Children relocation moving away parent family lawyer sydney

Relocation is one of the most fraught areas of dispute for separated parents. It may well be that one parent has very valid reasons for wanting to move, but the other parent may have equally as valid concerns about being geographically separated from the children.

Parents need to take into consideration many issues including:

  • How often can the children reasonably travel to their other parent?
  • How often can the other parent travel to the children?
  • If the other parent travels to see the children at their new home, how will s/he accommodate him/herself while staying near the children’s home?
  • What will be the children’s practical travel arrangements eg are they old enough to, and capable of, travelling by air as unaccompanied minors?
  • Who will fund the costs of the travel?
  • Can there be other means of communication between the children and their other parent between visits such as telephone and Skype?

Unless there are existing court orders to the contrary, parents have shared parental responsibility for their children. That means that they have a shared responsibility for making major decisions about the children, including whether the children should be able to relocate.
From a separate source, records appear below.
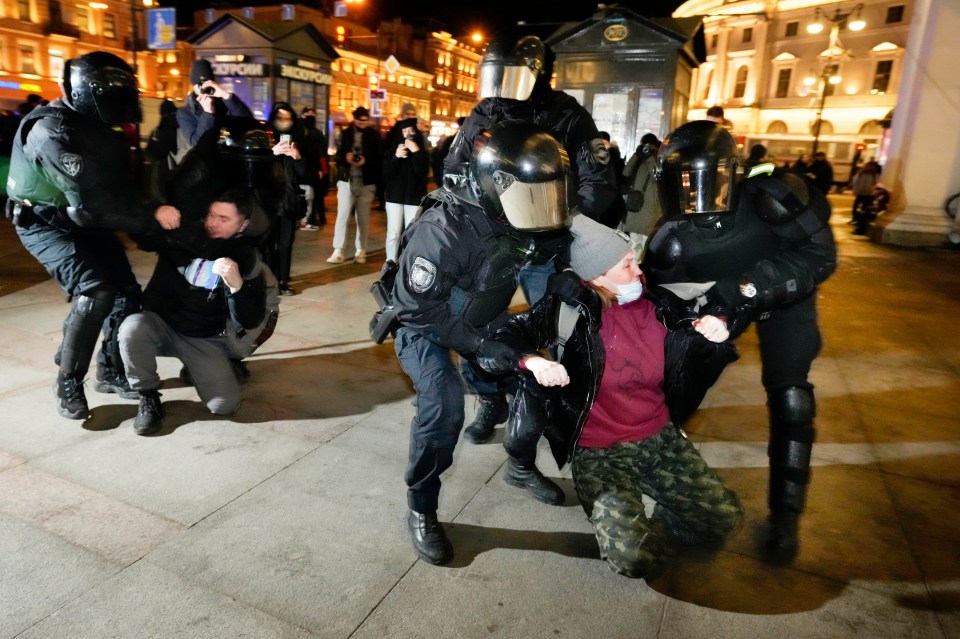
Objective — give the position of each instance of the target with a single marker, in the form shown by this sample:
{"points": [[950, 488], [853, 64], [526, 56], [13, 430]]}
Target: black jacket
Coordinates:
{"points": [[405, 179], [194, 121], [572, 126], [195, 311], [371, 149]]}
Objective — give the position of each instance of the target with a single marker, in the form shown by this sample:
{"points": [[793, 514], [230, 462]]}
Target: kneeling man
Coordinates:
{"points": [[206, 279]]}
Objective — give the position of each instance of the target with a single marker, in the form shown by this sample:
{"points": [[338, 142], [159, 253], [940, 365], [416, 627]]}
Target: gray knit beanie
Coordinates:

For this reason, without orders to the contrary, a parent cannot and should not move with the children a significant distance away from their original area without the consent of the other parent. If they do, most courts will readily and quickly order the children to be returned immediately pending a final hearing (which may take well over a year to get to).

If the parents cannot agree on whether the children can relocate, then they can ask the court to determine the matter, and in most cases the parents must attempt mediation first before applying to the court. In these cases the court will consider many issues usually including:

  • If one parent proposes moving overseas, is the other country likely to enforce any orders for the “left behind” parent to see the children? Many countries have arrangements between them for the recognition of the other country’s orders?
  • Is it likely that despite the geographical distance, the “moving” parent will actively and positively encourage the relationship between the children and the “left behind” parent?
  • Will the children be able to have a meaningful relationship with the “left behind” parent despite the geographical distance?
  • What are the children’s views? However, the weight given to this consideration will depend largely on their age and development.